# Design and Implementation of a Machine Learning Platform
# Course
This is the proposal for a 3-day mini-course consisting of intensive lecture sessions and hands-on labs at NCTU Computer Science department in December 2019.
The purpose of the course is to demonstrate the architecture of a Machine Learning Platform through lectures and hands-on coding sessions. At the end of the course, students are expected to learn how a production machine learning project is run, and they will learn how to leverage open source software (not just using it, but modifying it to your need).
For researchers, Machine Learning Systems is a new branch of research body that’s at the intersection of ML and system (Check out SysML 2018), so having a general understanding of machine learning systems will help build a foundation for future research innovation. For students, having a grasp of practical machine learning systems will help prepare them for a future career.
# What this is not for
This course is not a course for Machine Learning algorithms.

# Intro
Machine learning in the industry is not a research, but an engineering project. A machine learning project is a collaboration between multiple professionals: data scientists and data engineers.
A machine learning system, also known as a machine learning platform or a machine learning infrastructure, is a system that connects different stages of machine learning development cycle: data ingestion, data preparation, feature extraction, model development, model training, model deployment and model serving. It is a generic system that can support a variety of machine learning and data applications. Many big companies build their own machine learning platform, but most of them are composed of the above mentioned stages.

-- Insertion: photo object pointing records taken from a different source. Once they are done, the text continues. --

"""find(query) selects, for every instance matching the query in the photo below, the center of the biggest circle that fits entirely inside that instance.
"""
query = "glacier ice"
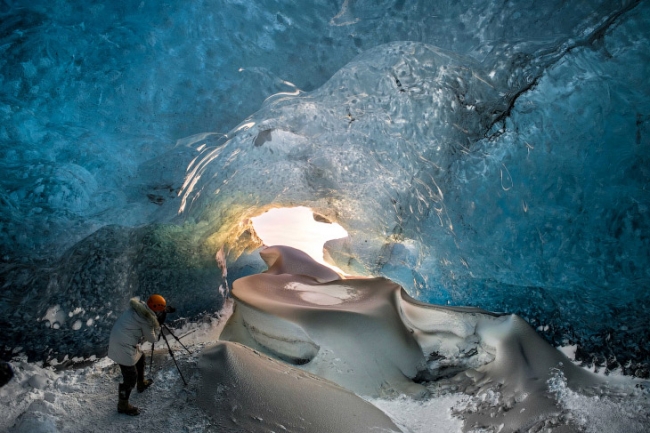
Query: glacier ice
(379, 343)
(481, 154)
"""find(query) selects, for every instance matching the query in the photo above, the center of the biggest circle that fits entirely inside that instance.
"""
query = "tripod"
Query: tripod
(170, 350)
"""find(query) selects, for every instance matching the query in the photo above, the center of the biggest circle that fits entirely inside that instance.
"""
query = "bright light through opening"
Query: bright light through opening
(296, 227)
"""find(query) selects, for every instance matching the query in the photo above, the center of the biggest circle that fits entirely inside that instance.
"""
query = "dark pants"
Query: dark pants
(131, 374)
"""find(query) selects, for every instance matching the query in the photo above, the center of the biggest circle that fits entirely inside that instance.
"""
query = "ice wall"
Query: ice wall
(478, 153)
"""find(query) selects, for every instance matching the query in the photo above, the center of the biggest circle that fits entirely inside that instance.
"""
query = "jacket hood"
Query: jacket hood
(145, 312)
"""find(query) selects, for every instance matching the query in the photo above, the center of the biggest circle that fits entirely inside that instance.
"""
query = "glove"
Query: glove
(162, 316)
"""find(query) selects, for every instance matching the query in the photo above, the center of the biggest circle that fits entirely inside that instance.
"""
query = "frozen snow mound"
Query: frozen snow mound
(369, 337)
(246, 391)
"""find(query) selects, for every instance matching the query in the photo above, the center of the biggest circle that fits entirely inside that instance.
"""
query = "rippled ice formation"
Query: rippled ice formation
(478, 153)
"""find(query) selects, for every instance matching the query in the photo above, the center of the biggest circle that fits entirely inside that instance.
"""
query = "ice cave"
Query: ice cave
(480, 156)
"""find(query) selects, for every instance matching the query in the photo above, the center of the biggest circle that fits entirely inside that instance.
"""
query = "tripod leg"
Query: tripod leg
(151, 361)
(172, 355)
(177, 339)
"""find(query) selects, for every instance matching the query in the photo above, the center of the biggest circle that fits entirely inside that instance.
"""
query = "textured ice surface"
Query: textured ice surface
(379, 343)
(480, 153)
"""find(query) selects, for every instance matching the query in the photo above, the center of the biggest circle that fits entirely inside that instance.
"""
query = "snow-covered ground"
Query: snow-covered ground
(51, 400)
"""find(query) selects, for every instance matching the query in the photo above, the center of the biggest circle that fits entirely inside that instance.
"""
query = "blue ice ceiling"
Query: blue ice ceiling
(488, 154)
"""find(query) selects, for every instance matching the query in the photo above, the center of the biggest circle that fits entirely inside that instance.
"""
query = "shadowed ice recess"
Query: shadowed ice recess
(482, 154)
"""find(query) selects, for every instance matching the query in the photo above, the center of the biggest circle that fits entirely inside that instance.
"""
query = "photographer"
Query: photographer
(141, 321)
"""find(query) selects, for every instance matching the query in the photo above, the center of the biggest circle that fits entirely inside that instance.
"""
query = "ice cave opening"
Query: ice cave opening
(298, 227)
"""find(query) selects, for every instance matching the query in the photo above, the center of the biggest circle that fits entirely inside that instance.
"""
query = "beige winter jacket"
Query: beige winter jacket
(136, 323)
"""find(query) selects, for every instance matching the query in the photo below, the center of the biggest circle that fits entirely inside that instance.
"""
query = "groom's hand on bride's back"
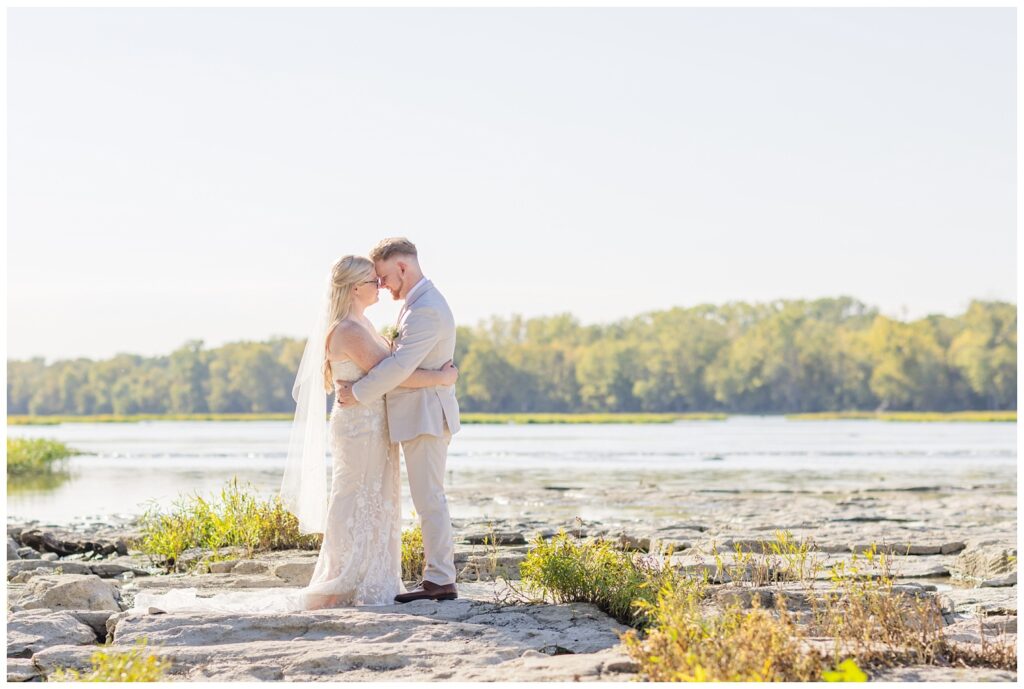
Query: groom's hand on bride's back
(343, 394)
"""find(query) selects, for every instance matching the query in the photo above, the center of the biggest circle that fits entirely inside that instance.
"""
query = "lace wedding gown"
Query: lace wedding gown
(359, 561)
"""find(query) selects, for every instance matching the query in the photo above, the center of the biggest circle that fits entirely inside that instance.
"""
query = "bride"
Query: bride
(359, 560)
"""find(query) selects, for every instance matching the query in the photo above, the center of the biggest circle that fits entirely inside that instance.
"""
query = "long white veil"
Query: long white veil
(303, 488)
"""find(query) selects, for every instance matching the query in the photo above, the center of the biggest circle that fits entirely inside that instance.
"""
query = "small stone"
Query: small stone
(222, 567)
(250, 567)
(70, 592)
(296, 573)
(29, 565)
(495, 539)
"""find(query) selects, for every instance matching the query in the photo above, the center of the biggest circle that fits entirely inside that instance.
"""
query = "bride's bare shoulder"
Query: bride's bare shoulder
(346, 335)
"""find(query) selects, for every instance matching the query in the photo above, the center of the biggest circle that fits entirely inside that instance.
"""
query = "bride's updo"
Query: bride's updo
(346, 272)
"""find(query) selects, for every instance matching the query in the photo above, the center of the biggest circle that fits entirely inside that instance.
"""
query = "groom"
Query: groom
(421, 419)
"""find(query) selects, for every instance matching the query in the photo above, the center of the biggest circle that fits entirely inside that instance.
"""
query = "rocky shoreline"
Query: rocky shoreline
(71, 589)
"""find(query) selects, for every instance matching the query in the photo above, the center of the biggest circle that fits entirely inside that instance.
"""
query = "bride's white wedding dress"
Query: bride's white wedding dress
(359, 561)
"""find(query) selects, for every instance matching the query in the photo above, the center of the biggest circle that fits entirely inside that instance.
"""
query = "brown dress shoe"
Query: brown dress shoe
(428, 591)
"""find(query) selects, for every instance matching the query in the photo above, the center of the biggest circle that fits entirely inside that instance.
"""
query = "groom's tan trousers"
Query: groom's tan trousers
(425, 459)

In this course, Apache Submarine is used as an example to illustrate the components required for performing these machine learning development stages.
# Program
3 days intensive lectures and hands-on coding sessions.
## Lectures
* **Day 1: Course overview [[doc](https://hackmd.io/@submarine/BJNbIL2CS)] 0.5hr**
* **Day 1: Machine learning project development process [[doc](https://hackmd.io/@submarine/r1EB2830B)] 1hr (Lecture 1)**
* data ingestion, data preparation, feature extraction, model development, model training, model deployment and model serving (1hr)
* Case studies: ML development process at Google, LinkedIn, Twitter, Airbnb, Netflix, Uber … (1hr)
* Google: Hidden Technical Debt in Machine Learning Systems
* LinkedIn Productive ML initiative and Tensorflow on YARN:
* Twitter Cortext
* Airbnb Bighead
* Netflix Machine Learning Infra (Metaflow)
* Uber Michelangelo
* **Day 1: What is a Machine Learning Platform [[doc](https://hackmd.io/@submarine/H1134Dh0H)] 1.5hr (Lecture 2)**
* Why do you need a system at all?
* Reduce time/effort to develop ML product, simplify workflow
* Repeatable process
* Support a variety of ML frameworks, users
* Easier to evaluate models
* Industrialization of AI / Productive ML / Productionizing ML...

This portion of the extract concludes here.